Discussion in 'Sports and News' started by Double Down, Sep 1, 2015.

  1. Dick Whitman

    Dick Whitman Well-Known Member

    Cop-out response.

    Each of those inventions did, as predicted, both giveth and taketh away.

    Also, people are more than capable of evaluating social media use on its own merits, without lumping it in with the rest of the prior developments.
     
  2. BTExpress

    BTExpress Well-Known Member

    I admit it. I'm old and don't understand it. So explain it to me: What is the appeal of documenting every moment in your day? Life without "likes" goes on just fine. Really.
     
    Dick Whitman likes this.
  3. Dick Whitman

    Dick Whitman Well-Known Member

    The most annoying, but comparatively harmless, spawn of social media: Dedicated hash tags for weddings.
     
  4. SnarkShark

    SnarkShark Well-Known Member

    It's actually quite functional. It allows you to click the hashtag and see all of the photos from that event on one page, rather than combing through a bunch of different pages to find photos.
     
    Gutter and franticscribe like this.
  5. Dick Whitman

    Dick Whitman Well-Known Member

    People are naming their weddings.

    It's annoying.
     
  6. MisterCreosote

    MisterCreosote Well-Known Member

    So does life with "likes."
     
  7. SnarkShark

    SnarkShark Well-Known Member

    What's it like to be bothered about everything, all the time?
     
    Gutter likes this.
  8. LongTimeListener

    LongTimeListener Well-Known Member

    But a lot of people live for those Likes and think they're doing it wrong if they don't get enough. So yeah, life goes on, but people do change to meet that need to be judged Like-worthy.

    And not for nothing, but since we're talking about it on this particular thread, in this extreme example the boy's life did not go on because the girl wanted Likes.
     
    Stoney likes this.
  9. Dick Whitman

    Dick Whitman Well-Known Member

    I wouldn't know.
     
  10. Dick Whitman

    Dick Whitman Well-Known Member

    Your point is well-taken, though I think that's pretty debatable. I don't know if she calculated this to garner sympathy, a la Jackie. It may have just been an after-the-fact benefit she realized was hers for the taking.
     
  11. MisterCreosote

    MisterCreosote Well-Known Member

    Someone taking a billion pictures of their kids, or their food, or parties, or whatever, and posting them in hopes of getting a lot of "likes" ranks near the bottom of the long list of harmful and ridiculous things about social media.

    Your extreme example has nothing to do with living life through a camera-phone lens.

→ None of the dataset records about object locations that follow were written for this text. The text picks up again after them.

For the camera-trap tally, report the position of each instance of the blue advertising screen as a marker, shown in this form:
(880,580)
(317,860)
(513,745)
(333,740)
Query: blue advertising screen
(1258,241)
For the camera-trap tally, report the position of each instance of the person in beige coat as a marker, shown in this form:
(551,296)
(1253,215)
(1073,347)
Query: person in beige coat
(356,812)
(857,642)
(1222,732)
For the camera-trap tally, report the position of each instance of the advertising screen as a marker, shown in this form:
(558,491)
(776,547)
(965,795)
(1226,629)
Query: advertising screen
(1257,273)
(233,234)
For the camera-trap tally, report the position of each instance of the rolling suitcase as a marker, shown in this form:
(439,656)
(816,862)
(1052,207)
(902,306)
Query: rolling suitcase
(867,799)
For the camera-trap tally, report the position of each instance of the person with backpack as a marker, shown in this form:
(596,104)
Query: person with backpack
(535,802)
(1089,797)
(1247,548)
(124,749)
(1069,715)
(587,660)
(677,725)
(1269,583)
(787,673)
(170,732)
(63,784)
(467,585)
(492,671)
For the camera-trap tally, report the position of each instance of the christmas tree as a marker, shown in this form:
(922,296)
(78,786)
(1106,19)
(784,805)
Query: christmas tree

It's pretty garden-variety attention-whoring. Even still, that's nowhere close to the reason the boy's life did not go on.
     
  12. LongTimeListener

    LongTimeListener Well-Known Member

    Eh, I disagree. I think it had a lot to do with it from the standpoint of the girl's motivation.

    Regardless, as with a lot of social media and the new age (cheating on your spouse, getting insanely angry at sportswriters, etc.), seeking that approval by attention-whoring is just a lot easier to do and more instantaneous than it ever used to be. So I don't think it's the same old behavior just with new tools, because there's more reward for it now.